The next bookstore actually reached out to me first. They vet what they sell, and one – only one – individual makes that decision. I’d randomly left a copy there as a giveaway to a lucky reader who may or may not have possessed the money to purchase some of this store’s poony wares. Anyway, the chick hit me up on social media saying she read my book, and that she doesn’t allow things in her store told in a passive voice. I kindly told her that wasn’t the point of me leaving it there, the book was an award-nominated revenge anthology containing a dozen or more stories from a dozen or more authors told in various ways; you didn’t read my book. Truly, that may have been one of the most pretentious moves I’ve ever encountered in two decades of professional writing on either side of the pond. I haven’t returned to that store, nor will I.
The final store was my latest endeavor. I walked into it with no one else in sight; staff included. I passed a gentleman on the porch, but he didn’t acknowledge me as a potential customer – as Mom & Pop store owner/workers tend to do. After ten minutes of me wandering, he entered, and retreived his subordinate to finally acknowledge me. That’s when I expereinced what I strongly refer to as “gentrification racism”. I resemble the white devils who are destroying their neighborhood heritage, and the hatred oozed from their pores. It was that obvious. They knew the answer to my every question before it even left my mouth. I get it, but I don’t. I can’t, so I won’t.
I’m a middle-aged heterosexual white male with a military style haircut and a beard. Some would say I don’t resemble the traditional author, but some are idiots. Sure, they can sell books, but have they ever been to a conference? We represent every race, color, and creed this country has to offer, and we all bleed ink. You can be my colleague and friend, unless you’re a dick. Dickery knows no color. Unless these stores plan on filling their shelves with AI compiled cyber-crap, they need us, even if we don’t look like them or write tampon fantasies from Lilith Fair.

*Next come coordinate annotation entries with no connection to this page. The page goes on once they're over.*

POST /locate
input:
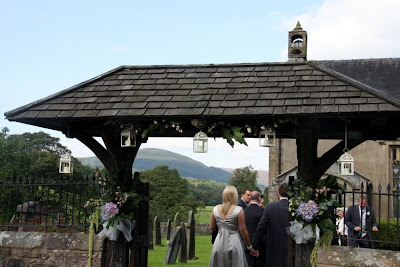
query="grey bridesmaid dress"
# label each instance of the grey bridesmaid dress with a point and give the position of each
(228, 248)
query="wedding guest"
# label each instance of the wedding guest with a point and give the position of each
(245, 199)
(361, 222)
(273, 223)
(228, 248)
(253, 214)
(341, 227)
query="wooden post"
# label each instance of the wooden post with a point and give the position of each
(307, 145)
(139, 244)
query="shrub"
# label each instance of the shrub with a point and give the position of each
(385, 235)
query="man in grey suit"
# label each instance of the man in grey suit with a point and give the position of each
(252, 215)
(245, 199)
(273, 223)
(361, 221)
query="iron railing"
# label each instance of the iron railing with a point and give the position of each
(44, 204)
(386, 206)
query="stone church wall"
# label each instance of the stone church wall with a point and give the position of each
(36, 249)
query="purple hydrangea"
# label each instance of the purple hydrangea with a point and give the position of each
(109, 211)
(307, 210)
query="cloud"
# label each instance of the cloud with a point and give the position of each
(120, 48)
(343, 29)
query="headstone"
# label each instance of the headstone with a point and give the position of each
(150, 233)
(177, 221)
(173, 246)
(191, 235)
(183, 249)
(157, 232)
(168, 229)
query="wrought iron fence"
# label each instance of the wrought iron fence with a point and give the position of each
(44, 204)
(386, 205)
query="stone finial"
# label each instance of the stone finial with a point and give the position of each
(298, 27)
(297, 45)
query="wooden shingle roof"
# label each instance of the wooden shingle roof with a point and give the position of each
(227, 91)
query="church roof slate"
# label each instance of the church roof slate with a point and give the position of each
(265, 89)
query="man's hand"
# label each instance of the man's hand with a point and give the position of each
(255, 253)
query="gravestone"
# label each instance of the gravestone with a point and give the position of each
(183, 249)
(177, 221)
(173, 246)
(157, 232)
(191, 234)
(168, 229)
(150, 233)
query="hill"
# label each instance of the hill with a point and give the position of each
(149, 158)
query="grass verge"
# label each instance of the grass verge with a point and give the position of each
(203, 251)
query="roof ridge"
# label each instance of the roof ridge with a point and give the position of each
(366, 88)
(62, 92)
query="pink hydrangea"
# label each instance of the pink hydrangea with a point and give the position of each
(109, 211)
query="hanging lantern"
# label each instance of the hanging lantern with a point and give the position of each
(267, 137)
(200, 143)
(346, 164)
(128, 137)
(66, 164)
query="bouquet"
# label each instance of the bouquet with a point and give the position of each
(308, 205)
(114, 208)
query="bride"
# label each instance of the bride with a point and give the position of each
(228, 248)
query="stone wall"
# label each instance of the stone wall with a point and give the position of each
(34, 249)
(201, 229)
(350, 256)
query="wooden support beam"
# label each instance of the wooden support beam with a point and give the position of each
(307, 144)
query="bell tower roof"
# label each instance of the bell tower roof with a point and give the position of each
(297, 45)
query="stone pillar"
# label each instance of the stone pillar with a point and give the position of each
(191, 235)
(150, 233)
(177, 221)
(157, 232)
(183, 249)
(168, 229)
(173, 246)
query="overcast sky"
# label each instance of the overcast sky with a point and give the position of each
(48, 46)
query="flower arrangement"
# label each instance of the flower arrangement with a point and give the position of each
(114, 210)
(308, 205)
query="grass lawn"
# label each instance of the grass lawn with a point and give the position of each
(203, 215)
(203, 251)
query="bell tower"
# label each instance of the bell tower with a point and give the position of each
(297, 48)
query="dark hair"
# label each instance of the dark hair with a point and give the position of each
(283, 190)
(244, 191)
(255, 195)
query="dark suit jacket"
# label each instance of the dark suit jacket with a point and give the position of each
(252, 215)
(352, 219)
(242, 203)
(274, 221)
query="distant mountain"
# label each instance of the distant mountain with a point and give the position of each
(149, 158)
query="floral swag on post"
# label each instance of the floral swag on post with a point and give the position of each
(114, 210)
(308, 206)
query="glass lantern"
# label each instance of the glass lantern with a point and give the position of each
(200, 143)
(346, 164)
(267, 137)
(128, 137)
(66, 164)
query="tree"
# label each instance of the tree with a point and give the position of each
(245, 178)
(169, 193)
(207, 191)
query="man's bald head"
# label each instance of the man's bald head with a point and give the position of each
(255, 196)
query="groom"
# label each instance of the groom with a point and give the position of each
(361, 220)
(273, 223)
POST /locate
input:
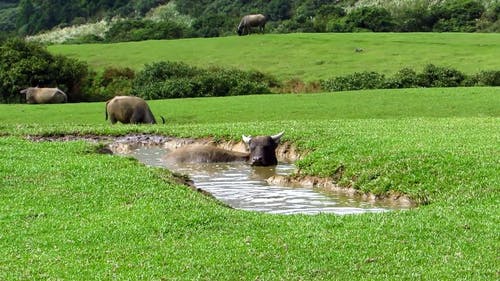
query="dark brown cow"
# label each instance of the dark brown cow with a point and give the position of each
(262, 152)
(249, 21)
(35, 95)
(129, 110)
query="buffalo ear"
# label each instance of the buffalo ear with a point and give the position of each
(246, 139)
(276, 138)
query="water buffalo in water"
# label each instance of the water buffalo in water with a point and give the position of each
(262, 152)
(44, 95)
(129, 109)
(249, 21)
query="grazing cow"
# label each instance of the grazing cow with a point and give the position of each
(249, 21)
(36, 95)
(129, 109)
(262, 152)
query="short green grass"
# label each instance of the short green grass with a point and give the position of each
(307, 57)
(67, 213)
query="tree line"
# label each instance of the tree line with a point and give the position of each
(220, 17)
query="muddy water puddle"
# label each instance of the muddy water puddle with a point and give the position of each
(244, 187)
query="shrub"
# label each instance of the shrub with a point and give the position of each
(484, 78)
(355, 81)
(404, 78)
(138, 30)
(179, 80)
(372, 18)
(111, 82)
(435, 76)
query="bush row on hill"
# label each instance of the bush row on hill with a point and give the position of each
(430, 76)
(178, 80)
(27, 64)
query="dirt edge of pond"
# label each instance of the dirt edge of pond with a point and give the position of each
(286, 152)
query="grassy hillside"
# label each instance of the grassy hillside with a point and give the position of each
(71, 214)
(307, 57)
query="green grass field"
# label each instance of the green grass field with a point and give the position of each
(307, 57)
(67, 213)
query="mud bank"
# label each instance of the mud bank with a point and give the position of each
(286, 152)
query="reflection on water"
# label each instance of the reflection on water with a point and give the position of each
(244, 187)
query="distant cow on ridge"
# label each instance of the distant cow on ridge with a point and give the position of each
(36, 95)
(249, 21)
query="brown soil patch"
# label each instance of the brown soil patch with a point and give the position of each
(285, 152)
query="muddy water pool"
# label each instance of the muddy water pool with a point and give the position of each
(244, 187)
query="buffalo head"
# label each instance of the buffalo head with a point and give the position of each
(262, 149)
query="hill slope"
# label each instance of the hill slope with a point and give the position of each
(304, 56)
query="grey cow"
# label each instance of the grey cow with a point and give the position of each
(249, 21)
(36, 95)
(129, 110)
(262, 152)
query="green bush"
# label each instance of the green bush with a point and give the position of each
(431, 76)
(436, 76)
(179, 80)
(404, 78)
(26, 64)
(355, 81)
(484, 78)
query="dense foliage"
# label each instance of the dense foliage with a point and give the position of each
(24, 64)
(220, 17)
(178, 80)
(430, 76)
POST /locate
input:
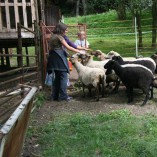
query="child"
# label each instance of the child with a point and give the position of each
(82, 40)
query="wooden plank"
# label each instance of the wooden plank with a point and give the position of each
(24, 13)
(33, 11)
(1, 19)
(7, 15)
(16, 11)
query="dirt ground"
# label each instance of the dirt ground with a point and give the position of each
(88, 104)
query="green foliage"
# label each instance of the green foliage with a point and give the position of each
(105, 32)
(112, 134)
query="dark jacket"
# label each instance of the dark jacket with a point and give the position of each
(57, 60)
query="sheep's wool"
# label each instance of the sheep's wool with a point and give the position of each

That stab was a little personal, but that book-chick had it coming. She blamed me for not supporting her life’s agenda when, in fact, I’m related to a world-reknowned queer studies expert…and we get along famously. I just don’t go around announcing those types of fact often, if ever. I’m interesting enough without the need to inform everyone around me what I do with my nether regions and who I do it with.

American “ism’s” roll downhill, and I can’t help but think they’ve made it all the way to independent literature. It’s not that there’s less of a market for any particular genre, but I feel there’s less of a market for who I appear to be as an author; someone resembling our current oppressors on the evening news.
Preach truths, toke jokes, and shoplift Amazon. The way I see it, Dallas is an extremely racist/classist city, it just hides behind snarky comments told through artificially-whitened, chenched-jawed border walls made of teeth. Creepy.